Sandrone Dazieri, Le Blues de Sandrone

Sandrone Dazieri, Le Blues de Sandrone

Sandrone et son autre moi, Associé, partent dans cette troisième aventure à la recherche d’un fantôme ayant côtoyé les milieux de l’extrême droite italienne.

Sandrone Dazieri a crée un héros éponyme atypique. Le Blues de Sandrone relate ses troisièmes aventures après Sandrone et Associé et Sandrone se soigne. Sandrone est un personnage à double personnalité. Totalement schizophrène. Docteur Jekyll et Mister Hyde. Sandrone le jour et Associé la nuit. En effet, dès que Sandrone ferme les yeux, Associé prend la relève. Et ses méthodes diffèrent de celles de Sandrone. Autant Sandrone parait réfléchi malgré ses dons pour attirer les emmerdes, autant Associé est un réel psychopathe adepte des manières fortes et souvent peu subtiles.
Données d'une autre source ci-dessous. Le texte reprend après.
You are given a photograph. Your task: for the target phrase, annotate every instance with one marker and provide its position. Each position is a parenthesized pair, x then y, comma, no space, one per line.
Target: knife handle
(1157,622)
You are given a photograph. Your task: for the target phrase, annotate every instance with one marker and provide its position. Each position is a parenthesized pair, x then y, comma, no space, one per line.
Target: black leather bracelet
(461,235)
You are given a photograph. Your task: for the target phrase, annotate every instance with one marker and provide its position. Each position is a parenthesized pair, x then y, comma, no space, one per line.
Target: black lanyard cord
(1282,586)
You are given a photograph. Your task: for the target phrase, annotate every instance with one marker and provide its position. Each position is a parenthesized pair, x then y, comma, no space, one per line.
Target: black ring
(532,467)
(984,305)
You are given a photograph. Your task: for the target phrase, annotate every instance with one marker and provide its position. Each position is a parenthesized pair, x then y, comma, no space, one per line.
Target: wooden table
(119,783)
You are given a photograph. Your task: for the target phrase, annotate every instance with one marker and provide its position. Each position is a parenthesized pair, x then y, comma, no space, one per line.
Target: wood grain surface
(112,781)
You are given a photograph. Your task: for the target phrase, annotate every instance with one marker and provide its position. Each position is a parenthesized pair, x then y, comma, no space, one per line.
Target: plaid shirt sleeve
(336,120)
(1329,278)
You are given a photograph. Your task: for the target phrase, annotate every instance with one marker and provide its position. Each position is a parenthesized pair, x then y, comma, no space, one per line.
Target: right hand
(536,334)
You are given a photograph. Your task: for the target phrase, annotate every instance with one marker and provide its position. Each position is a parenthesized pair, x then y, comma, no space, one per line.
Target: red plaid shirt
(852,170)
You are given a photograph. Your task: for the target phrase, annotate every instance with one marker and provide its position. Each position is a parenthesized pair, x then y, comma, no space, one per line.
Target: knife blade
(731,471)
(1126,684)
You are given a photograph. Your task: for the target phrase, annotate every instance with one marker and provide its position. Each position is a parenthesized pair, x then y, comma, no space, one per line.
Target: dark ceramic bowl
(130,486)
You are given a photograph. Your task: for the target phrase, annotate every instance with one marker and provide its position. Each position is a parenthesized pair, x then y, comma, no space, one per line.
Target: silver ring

« C’est l’histoire d’un paysan qui va au marché acheter des ânes. Le paysan tourne jusqu’à ce qu’il trouve un éleveur qui lui promet l’affaire de sa vie. Au prix de neuf ânes, il lui en vendra dix.
Le paysan accepte tout content, et rentre chez lui en chevauchant le plus bel âne, il a hâte de raconter ça à sa femme. Mais pendant le voyage il a un doute : et si l’éleveur l’avait embrouillé ? Alors, il compte les ânes et s’aperçoit qu’ils ne sont que neuf. Il les comptes, les recompte et ils sont toujours neuf. Il arrive chez lui en larmes et raconte tout à sa femme qui l’emmène dehors et lui fait voir que les ânes sont bien au nombre de dix. Et même, à bien y réfléchir, il y en a onze.
 »
Cette histoire, ici relatée par Sandrone, résume parfaitement les péripéties que notre héros va suivre. Le Blues de Sandrone l’emmène au cœur des événements du G 8 à Gênes (manifestation anti-mondialiste de 2001). Vale, sa petite amie avocate, l’a quitté. Il se retrouve embrigadé en tant que veilleur dans un centre d’attraction genre Luna Park, qui subit l’ire de la population locale pendant que Sandrone se voit confier une enquête qui va le conduire à la chaumière de « Blanche-Neige » où une noce est organisée et un incendie perpétré.

À partir de cet instant, Sandrone manque de devenir fou. Accompagné de ses plus fidèles lieutenants et de la ravissante, mais énigmatique Lidia, il se fraye un chemin dans les milieux d’extrême droite à la recherche d’un fils révolté et renié. L’âne, c’est Sandrone. Il n’aime pas ça et Associé, encore moins. Alors, la bourgeoisie locale et ses fils chéris, supporters racistes de football, n’ont qu’à bien se tenir. L’empreinte de Dazieri se caractérise par un profond humour caustique qu’ironie et regard critique viennent perturber. Tout dans le personnage de son enquêteur est d’une ironie intelligente. De son regard à ses faits et gestes. De ses discours à sa narration. La situation italienne est passée au crible. Les rouages juridiques, la politique extérieure et la façon de gérer – ou plutôt de non-gérer – l’immigration en prennent pour leur grade.

L’écriture, mélange de poésie, pleine de réminiscences jazzy, et de phrases brutes, est sans cesse virevoltante pour le plus grand plaisir des yeux et des oreilles. Sandrone Dazieri montre qu’il n’est pas seulement un journaliste (Il Manifesto, Gialli Mondori) mais aussi un écrivain. À ce titre, une place lui est réservée au sein du roman noir italien et son héros (et il est tout sauf un âne !) rentrera à coup sûr au panthéon des grands détectives hard boiled.

julien védrenne

   
 

Sandrone Dazieri, Le Blues de Sandrone (traduit de l’italien par Serge Quadruppani), Métailié – Suites, 2004, 284 p. – 10,00 €.